Should you Refinance your Home?
Refinancing is a matter of crunching the numbers. The real question is, will it save you money? The answer lies in several factors, such as the new interest rate, the new mortgage term, the refinance costs and how long you expect to own the property.
With the graduated monetary easing over the past decade, some property owners have refinanced two or more times to take advantage of interest savings. This is particularly beneficial for those utilizing the low initial rates of an adjustable mortgage loan; refinancing before the guaranteed rate ends is a good way to lock into a lower rate for a few more years. The key is to switch to a fixed-rate mortgage before interest rates begin an upward trend.
The nice thing about where rates are today is that the United States is economically in a good place – a slow but continuing recovery. In its September meeting, the Federal Reserve resisted increasing the federal funds rate in an effort to foster maximum employment and price stability. However, Chairwoman Janet Yellen indicated that the economy is on track to begin upward rate adjustments by year-end. So if you’re thinking of refinancing, now would be the time.
One thing to keep in mind is how much you owe on your current loan. Since refi closing costs are generally the same no matter the size of the loan, the numbers scale better for a large balance than a small balance. As a rule of thumb, if you owe around $100,000 or less, work the numbers out carefully because you might end up paying too much in refi expenses to make it worth your while.
Some homeowners may not even be thinking about refinancing because they just bought their home within the last year or two. However, the longer the term, the better the savings. And between interest rate drops this year and having accrued sufficient equity in the home – especially if you put less than 20 percent down but your equity would now appraise at that mark – you might be able to secure a better rate that will provide monthly payment savings, significant long-term savings on interest, and even eliminate your private mortgage insurance.
One of the most important considerations is to check out interest rates on the term you’re interested in. But don’t just check with your local lender; shop around among the big lenders, small banks and online vendors. Interest rates can vary significantly among regions and lenders throughout the country, as do refinance fees.

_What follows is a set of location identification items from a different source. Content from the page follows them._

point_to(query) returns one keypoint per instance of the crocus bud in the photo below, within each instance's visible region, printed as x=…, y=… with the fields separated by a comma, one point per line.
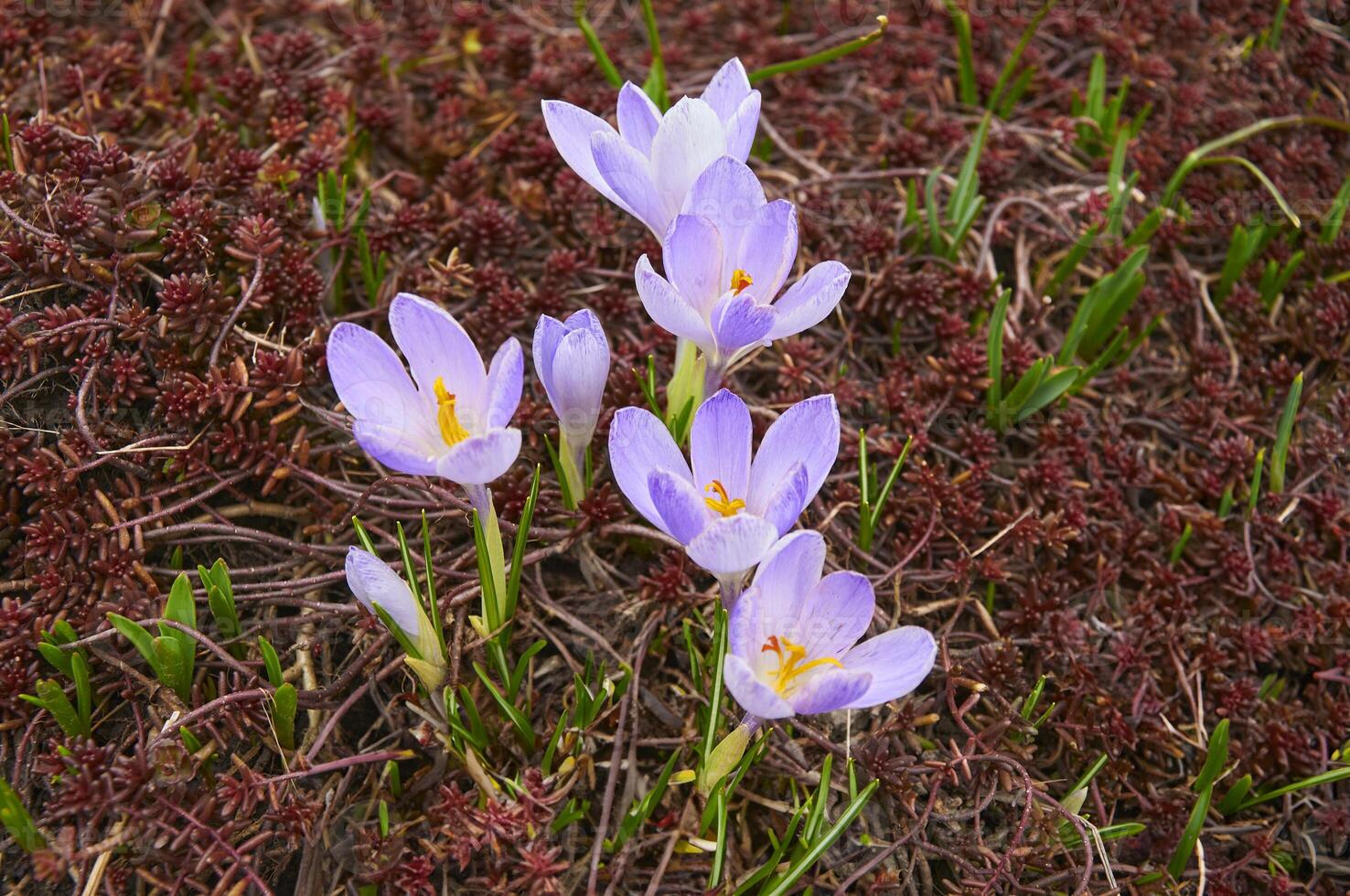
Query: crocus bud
x=383, y=592
x=572, y=359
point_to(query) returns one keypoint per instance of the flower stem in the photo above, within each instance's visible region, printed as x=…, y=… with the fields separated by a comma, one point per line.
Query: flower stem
x=573, y=462
x=494, y=602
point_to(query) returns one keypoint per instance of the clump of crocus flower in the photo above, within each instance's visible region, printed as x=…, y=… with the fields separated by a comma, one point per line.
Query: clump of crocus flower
x=649, y=162
x=451, y=419
x=726, y=510
x=453, y=422
x=572, y=359
x=383, y=592
x=726, y=257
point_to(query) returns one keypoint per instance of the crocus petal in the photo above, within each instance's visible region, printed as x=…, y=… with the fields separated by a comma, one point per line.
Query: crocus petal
x=572, y=128
x=739, y=322
x=376, y=389
x=581, y=368
x=898, y=661
x=767, y=251
x=638, y=118
x=728, y=90
x=788, y=501
x=678, y=504
x=629, y=177
x=505, y=378
x=740, y=128
x=692, y=258
x=638, y=443
x=808, y=433
x=437, y=347
x=836, y=614
x=774, y=602
x=810, y=300
x=720, y=444
x=689, y=139
x=363, y=366
x=374, y=581
x=830, y=689
x=732, y=544
x=667, y=306
x=407, y=450
x=479, y=459
x=729, y=195
x=786, y=575
x=754, y=695
x=548, y=332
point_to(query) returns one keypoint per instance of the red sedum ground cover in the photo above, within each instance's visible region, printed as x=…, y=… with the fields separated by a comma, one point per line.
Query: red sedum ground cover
x=167, y=285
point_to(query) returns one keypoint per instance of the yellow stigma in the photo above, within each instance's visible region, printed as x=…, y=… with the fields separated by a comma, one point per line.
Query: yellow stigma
x=723, y=504
x=740, y=280
x=450, y=428
x=790, y=663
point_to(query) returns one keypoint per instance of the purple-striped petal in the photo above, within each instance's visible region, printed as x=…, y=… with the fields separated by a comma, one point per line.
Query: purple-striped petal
x=694, y=261
x=726, y=90
x=729, y=195
x=391, y=421
x=898, y=660
x=720, y=444
x=548, y=334
x=505, y=379
x=739, y=322
x=402, y=448
x=740, y=128
x=638, y=118
x=732, y=544
x=836, y=614
x=581, y=368
x=830, y=689
x=667, y=306
x=754, y=695
x=437, y=347
x=788, y=501
x=810, y=300
x=638, y=444
x=479, y=459
x=629, y=177
x=374, y=581
x=808, y=433
x=678, y=505
x=572, y=128
x=689, y=139
x=767, y=251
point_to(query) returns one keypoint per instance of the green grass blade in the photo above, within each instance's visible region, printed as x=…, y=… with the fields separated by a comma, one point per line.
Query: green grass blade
x=1284, y=433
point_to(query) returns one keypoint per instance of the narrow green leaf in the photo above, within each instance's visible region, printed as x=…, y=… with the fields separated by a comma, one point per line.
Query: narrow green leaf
x=139, y=638
x=1284, y=433
x=1182, y=856
x=272, y=663
x=284, y=715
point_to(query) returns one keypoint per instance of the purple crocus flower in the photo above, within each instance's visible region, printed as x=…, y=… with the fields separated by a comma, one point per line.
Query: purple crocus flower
x=726, y=257
x=649, y=162
x=793, y=640
x=453, y=421
x=572, y=359
x=728, y=510
x=376, y=583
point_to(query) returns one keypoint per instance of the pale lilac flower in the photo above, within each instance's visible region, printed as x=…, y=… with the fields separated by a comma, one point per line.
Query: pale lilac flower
x=454, y=421
x=793, y=640
x=649, y=162
x=572, y=359
x=726, y=257
x=376, y=583
x=728, y=510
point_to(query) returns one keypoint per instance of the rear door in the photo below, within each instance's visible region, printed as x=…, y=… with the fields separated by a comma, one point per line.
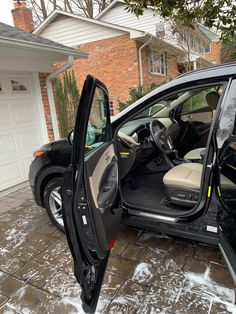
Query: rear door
x=226, y=180
x=195, y=117
x=90, y=192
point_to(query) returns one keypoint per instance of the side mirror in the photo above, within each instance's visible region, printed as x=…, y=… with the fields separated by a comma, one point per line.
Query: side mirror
x=70, y=137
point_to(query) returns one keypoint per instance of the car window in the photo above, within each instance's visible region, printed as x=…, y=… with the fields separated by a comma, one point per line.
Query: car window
x=199, y=100
x=96, y=129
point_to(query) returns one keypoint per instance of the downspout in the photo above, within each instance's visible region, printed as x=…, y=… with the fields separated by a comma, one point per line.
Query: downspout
x=51, y=100
x=140, y=61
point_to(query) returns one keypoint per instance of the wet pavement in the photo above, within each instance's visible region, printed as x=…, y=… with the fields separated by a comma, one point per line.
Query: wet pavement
x=146, y=273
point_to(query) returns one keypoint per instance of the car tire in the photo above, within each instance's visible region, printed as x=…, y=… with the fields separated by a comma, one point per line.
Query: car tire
x=53, y=202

Here’s an example of how much you could save by refinancing. As of Sept. 11, the average Freddie Mac interest rate for a fixed 30-year mortgage was 3.5 percent. For the sake of comparison, let’s assume the following:
- In 2006, you bought your home for $325,000 with 20 percent down
- Your 30-year loan had a 6.15 percent fixed rate, yielding a monthly payment of $1,584
- In 2010, you refinanced your balance of $237,803 (with $3,000 in refi costs) at the then 30-year fixed rate of 5.05 percent
- Your mortgage payment is now $1,300 and you are on target for more than $83,000 in savings on interest for the loan term
- If you refinance this year on your current balance of $213,200 at the current rate of 3.5 percent (assuming $3,000 in refi costs), your monthly payment will drop to $970
The good news is that this new refi would save you about $330 a month, or $3,960 a year. The bad news is that you’re on the hook for another 30-year mortgage. As an alternative option, consider refinancing for a 15-year term at the current (9/11/16) fixed rate of 2.77 percent. In this scenario, your monthly payment would be about $1,469, which is $169 more than what you’re currently paying. But why do it? Because over the term of the new l5-year loan, you’d save nearly $179,000 in interest. Plus the added bonus that you can stop paying your mortgage eight years earlier.
If your home is underwater or has very low equity, bear in mind that the Home Affordable Refinance Program (HARP) has been extended until Sept. 2017. You might be able to refinance at today’s lower rates via the program’s streamlined application process and, in some cases, without a bank appraisal.